Recently, we have reimplemened our AutoML algorithm on top of Apache Spark to enable distributed computing on big data predictive problems. We will be happy if you join our efforts and help us to add new algorithms and ensembling techniques to the AutoML opensource project. I am very grateful to Showmax, that is sponsoring our AutoML research in predictive modelling.
In data clustering, meta-learning is quite difficult due to absence of single objective function that can be optimized.
We build AutoML clustering using combination of unsupervized criteria in the Clueminer opensource project. Join our efforts and contribute.
In recommender systems, algorithms are often combined to ensembles, similarly to best practices in the predictive modeling field. The difference from predictive modeling algorithms is that you have typically millions users and items.
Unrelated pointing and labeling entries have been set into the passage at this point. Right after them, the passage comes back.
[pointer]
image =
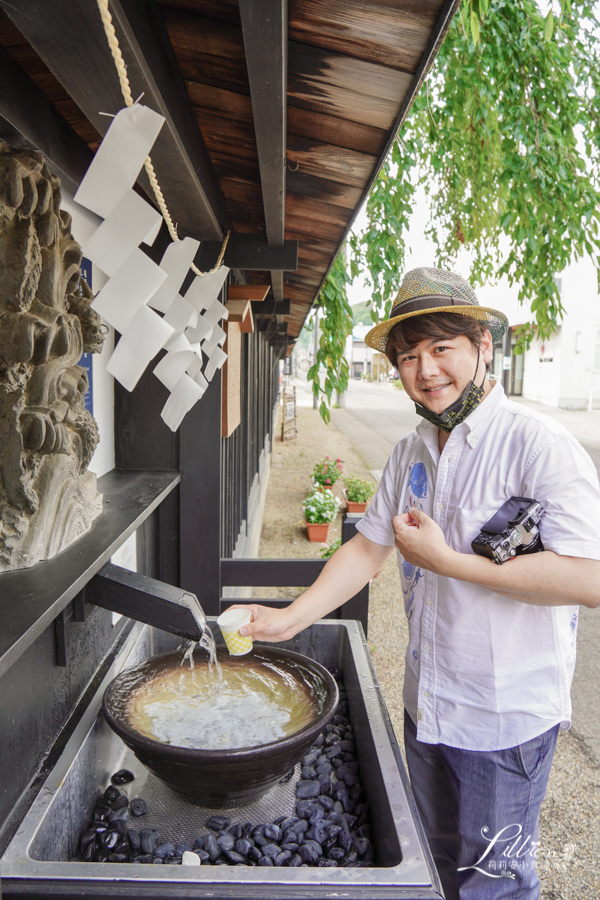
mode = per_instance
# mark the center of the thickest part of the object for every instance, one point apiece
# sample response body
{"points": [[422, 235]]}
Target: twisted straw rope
{"points": [[113, 43]]}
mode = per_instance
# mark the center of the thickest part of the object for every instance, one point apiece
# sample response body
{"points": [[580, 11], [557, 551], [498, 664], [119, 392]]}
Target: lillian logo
{"points": [[515, 850]]}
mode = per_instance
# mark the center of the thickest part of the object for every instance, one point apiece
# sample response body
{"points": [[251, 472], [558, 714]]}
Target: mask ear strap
{"points": [[484, 370]]}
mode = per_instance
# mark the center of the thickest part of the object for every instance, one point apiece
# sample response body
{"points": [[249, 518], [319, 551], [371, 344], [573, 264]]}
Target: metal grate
{"points": [[178, 819]]}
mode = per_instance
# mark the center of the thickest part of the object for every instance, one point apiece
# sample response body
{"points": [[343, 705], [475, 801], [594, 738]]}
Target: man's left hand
{"points": [[421, 541]]}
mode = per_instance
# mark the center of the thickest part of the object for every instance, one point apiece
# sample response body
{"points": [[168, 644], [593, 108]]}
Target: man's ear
{"points": [[487, 346]]}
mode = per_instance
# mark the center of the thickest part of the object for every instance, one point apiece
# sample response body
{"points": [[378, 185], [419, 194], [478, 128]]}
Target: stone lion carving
{"points": [[47, 437]]}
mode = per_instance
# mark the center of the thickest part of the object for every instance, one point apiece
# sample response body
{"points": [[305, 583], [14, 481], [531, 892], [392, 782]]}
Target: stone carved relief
{"points": [[47, 497]]}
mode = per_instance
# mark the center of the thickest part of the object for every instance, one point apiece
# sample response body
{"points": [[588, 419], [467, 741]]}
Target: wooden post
{"points": [[200, 494]]}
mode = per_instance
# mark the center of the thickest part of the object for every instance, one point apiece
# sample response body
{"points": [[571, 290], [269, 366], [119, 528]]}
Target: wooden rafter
{"points": [[265, 31], [70, 39], [26, 108]]}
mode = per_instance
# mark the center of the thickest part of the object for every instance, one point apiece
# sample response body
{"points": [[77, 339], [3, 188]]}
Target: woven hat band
{"points": [[429, 301]]}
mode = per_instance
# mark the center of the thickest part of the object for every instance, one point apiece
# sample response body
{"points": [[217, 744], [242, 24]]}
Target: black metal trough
{"points": [[38, 861]]}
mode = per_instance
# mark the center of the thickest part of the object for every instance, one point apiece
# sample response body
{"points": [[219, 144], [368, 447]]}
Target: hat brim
{"points": [[493, 319]]}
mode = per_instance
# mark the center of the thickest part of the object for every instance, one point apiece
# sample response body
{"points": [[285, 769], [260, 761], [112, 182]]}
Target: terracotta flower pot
{"points": [[317, 532]]}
Basic RS algorithms such as matrix factorization or KNN are quite parameter sensitive not very robust when it comes to solving various recommendation scenarios.
Even for a single database (e.g. a media house), different content can be recommended (movies, articles) in each recommendation scenario. Meta-learning can help us to build and maintain good recommendation model for every single scenario.
For hundreds of databases with couple of scenarios for each, you can save significant amount of data scientists thanks to AutoML. For more details on research in recommender systems, you can refer to Recombee MLMU talk.
Many other companies started to use AutoML in their solutions. You can do it as well as soon there are many applications where meta-learning can help and you do not need thousands of GPU days to run it.